Par exemple certains polyoxométalates ont été reportés comme étant capables de catalyser la réduction des protons en dihydrogène. En effet, sous irradiation de lumière visible, la production de dihydrogène a été détectée dans un système composé d’un photosensibilisateur à base d’iridium, d’un centre catalytique de polyoxotungstate et d’un donneur d’électrons sacrificiel, et ce de manière assez stable sur de longues périodes.87

85 V. S. Thoi, Y. Sun, J. R. Long, C. J. Chang, Chem. Soc. Rev., 2013, 42, 2388 86 M. L. Helm, M. Bullock, et D. L. DuBois, Science, 2011, 333, 863

Depuis quelques années, les matériaux de type nanoparticules connaissent un fort développement pour la production de dihydrogène sous irradiation de lumière. Les nanoparticules sont dispersibles et permettent donc de travailler en solution.
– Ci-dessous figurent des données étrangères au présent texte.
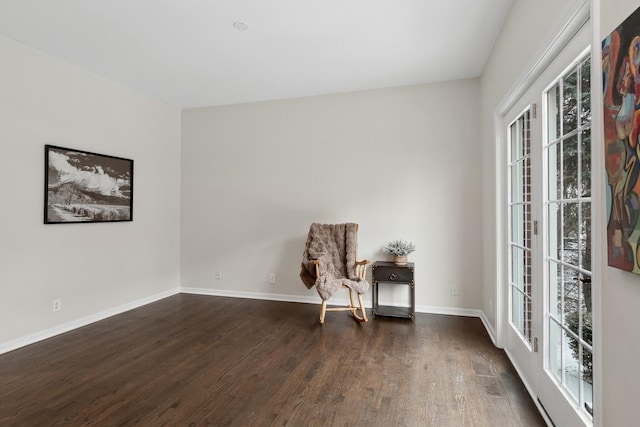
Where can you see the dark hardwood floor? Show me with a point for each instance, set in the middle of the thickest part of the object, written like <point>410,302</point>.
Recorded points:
<point>199,360</point>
Par exemple, les nanoparticules de carbone quantum dots dites C-Dots (Fig. 19),88,89,90 ou bien les nanoparticules de nickel,91,92 ont montré des rendements intéressants pour la production d’hydrogène à partir de sources sacrificielles de protons et d’électrons. Ces nanoparticules présentent également l’intérêt d’être constituées d’atomes abondants et sont donc peu coûteuses à synthétiser. Les C-Dots sont des nanoparticules de carbone de moins de 10 nm possédant des propriétés de fluorescence. Elles présentent l’avantage d’être très stables, hautement conductrices et ont les mêmes propriétés optiques que les quantum dots, comme le fait d’être des puits de potentiel qui confinent les électrons et les trous, ce qui leur confère des propriétés proches de celles d'un atome.

Figure 19 : Représentation d’une nanoparticule de carbone quantum dots, C-Dots (tiré de 89)

Une autre famille de photocatalyseurs hétérogènes a connu un engouement important ces dernières années, les polymères organiques conjugués. Cette classe de photocatalyseurs composée principalement des nitrides de carbone graphitiques, les g-C3N4, sont des polymères semi-conducteurs entièrement carbonés sont capables de photocatalyser la réduction des protons en dihydrogène sous irradiation de lumière visible ; malgré que le mécanisme d’action soit encore non-élucidé. Cette partie sera développée dans le premier chapitre de cette thèse.

Ainsi, de bons catalyseurs pour chacune de ces deux réactions ont été découverts et l’aboutissement de ces recherches serait de réussir à combiner ces deux parties dans un système photocatalytique complet de la décomposition de l’eau en dioxygène et dihydrogène.